The Spring New York Auctions of Impressionist, Modern and (even) Contemporary art all blasted through the highest expectations, in the midst of a stock market convulsing in an unprecedented manner; are we in a new age of uncertainty and chaos? Shares crash by day as art soars by night. But as suspected, art made new records after less than ten lots into the first sales—that would be the $106m Picasso if you have been buried in volcanic ash. To think art has reached parity with office buildings; but, better than shares, hedge funds, Goldman Sachs(!), currencies, Greece, Portugal, Spain (and UK?), where else can you achieve short term returns of 20, 30, 40%+ in today’s markets?
The forecast is for a long-term boom in classical art, as well as recognized, signature works by contemporary practitioners. The New York Times stated re the contemporary sales: “Americans dominated the buying, in contrast with last week’s sales of Impressionist and modern art, where Europeans, Asians and Middle Easterners were the big spenders.” Wait till the European, Asian and Middle Easterner laggards catch on to contemporary… Tomorrow’s next hedge fund star: the art manager.
Strangely, there are many day to day art professionals that bemoan the historic figures attained by art, says one: “…art that sell(s) at auction die two deaths: We do not see them again for decades, and cannot think of them without also thinking of money.” The first is the result of the free market system (consider the alternatives) and the latter the result of the free market system (alas, its all vanity).

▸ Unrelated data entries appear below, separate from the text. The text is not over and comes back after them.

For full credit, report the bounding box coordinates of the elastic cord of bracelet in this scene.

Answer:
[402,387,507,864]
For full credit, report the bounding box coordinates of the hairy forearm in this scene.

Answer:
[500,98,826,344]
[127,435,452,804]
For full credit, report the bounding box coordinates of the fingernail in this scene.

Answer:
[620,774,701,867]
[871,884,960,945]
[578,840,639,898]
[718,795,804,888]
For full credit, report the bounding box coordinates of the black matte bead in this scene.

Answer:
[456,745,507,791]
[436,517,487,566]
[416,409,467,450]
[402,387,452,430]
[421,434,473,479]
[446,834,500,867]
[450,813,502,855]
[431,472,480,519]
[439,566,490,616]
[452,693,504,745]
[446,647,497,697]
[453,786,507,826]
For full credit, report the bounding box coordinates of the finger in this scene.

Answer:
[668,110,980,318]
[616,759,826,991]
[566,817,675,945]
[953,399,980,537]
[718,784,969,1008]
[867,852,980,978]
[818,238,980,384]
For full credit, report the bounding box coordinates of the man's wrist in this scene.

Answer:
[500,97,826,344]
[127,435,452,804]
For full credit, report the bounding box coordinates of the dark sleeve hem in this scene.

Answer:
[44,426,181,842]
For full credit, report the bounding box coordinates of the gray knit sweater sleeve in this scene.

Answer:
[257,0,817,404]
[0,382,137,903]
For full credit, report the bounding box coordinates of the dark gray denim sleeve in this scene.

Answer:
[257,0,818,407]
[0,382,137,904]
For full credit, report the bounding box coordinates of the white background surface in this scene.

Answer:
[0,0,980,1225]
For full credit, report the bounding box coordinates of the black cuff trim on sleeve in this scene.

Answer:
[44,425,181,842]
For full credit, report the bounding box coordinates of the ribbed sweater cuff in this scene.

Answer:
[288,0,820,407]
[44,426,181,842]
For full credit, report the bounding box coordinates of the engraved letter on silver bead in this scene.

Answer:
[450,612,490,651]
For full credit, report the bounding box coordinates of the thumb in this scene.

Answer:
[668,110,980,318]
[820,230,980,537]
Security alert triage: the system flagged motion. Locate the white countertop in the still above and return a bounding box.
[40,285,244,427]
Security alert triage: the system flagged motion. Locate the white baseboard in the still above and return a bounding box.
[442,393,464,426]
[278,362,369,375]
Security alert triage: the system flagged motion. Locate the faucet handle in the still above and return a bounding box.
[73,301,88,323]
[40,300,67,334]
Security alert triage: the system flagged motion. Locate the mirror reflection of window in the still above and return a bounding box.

Why the constant pooh poohing about the big bucks Picasso? Why can’t everyone coexist, the trophy hunters and enthusiasts in trenches? There is certainly a trickle down as one segment begets the other. But hey, guess what: we can all relax! In effect the $106m pays all our art world salaries. Even the $8m paid for young Italian artist Maurizio Cattelan’s proboscis sticking out of an actual hole in the floor; pretty much anything will go nowadays.